Andersson M, Aronsen K F, Balch C, Domellöf L, Eksborg S, Hafström L O, Howell S B, Kåresen R, Midander J, Teder H

机构信息

Department of Surgery, University Hospital, Umeå, Sweden.

出版信息

Acta Oncol. 1989;28(2):219-22. doi: 10.3109/02841868909111250.

Abstract

The effects of degradable starch microspheres (DSM) on mitomycin C pharmacokinetics and bone marrow toxicity were studied in a phase II multicenter study.

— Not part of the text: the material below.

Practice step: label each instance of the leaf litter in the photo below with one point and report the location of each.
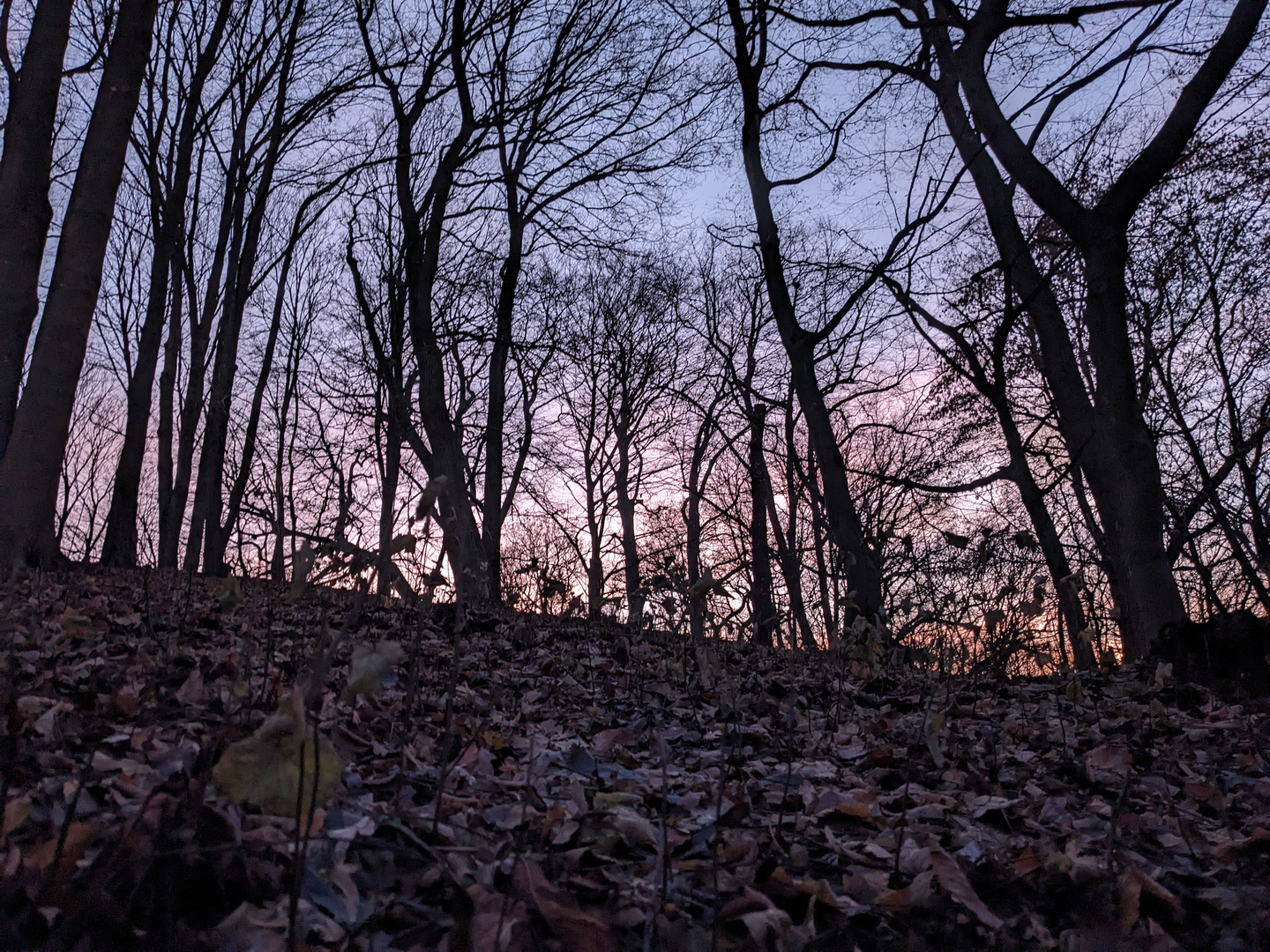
(545, 784)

Sixty-three patients with non-resectable primary or secondary liver cancer were randomized to receive either i.a. mitomycin C 15 mg/m2 first, followed 5 weeks later by mitomycin C 15 mg/m2 plus DSM 360 mg administered into the hepatic artery (group I) or the same treatments in the opposite sequence (group II). In 36 out of 47 patients who received at least 2 treatments, peripheral venous blood samples were analyzed for mitomycin C pharmacokinetics on a minimum of 2 paired courses. In all patients, the area under the concentration time curve (AUC) was significantly lower when the drug was co-administrated with DSM, but the terminal half-life (t1/2) of mitomycin C was unchanged. In group I the addition of DSM resulted in a significantly lowered AUC, but not in group II. The discrepancy between the 2 groups is probably due to differences in DSM-induced intra-hepatic shunting. The addition of DSM resulted in significantly higher platelet nadir values, but unchanged white blood cell count nadir value. In conclusion, DSM reduce the systemic exposure of mitomycin C and seem to lessen the haematologic toxicity judged from a less pronounced decrease in platelets.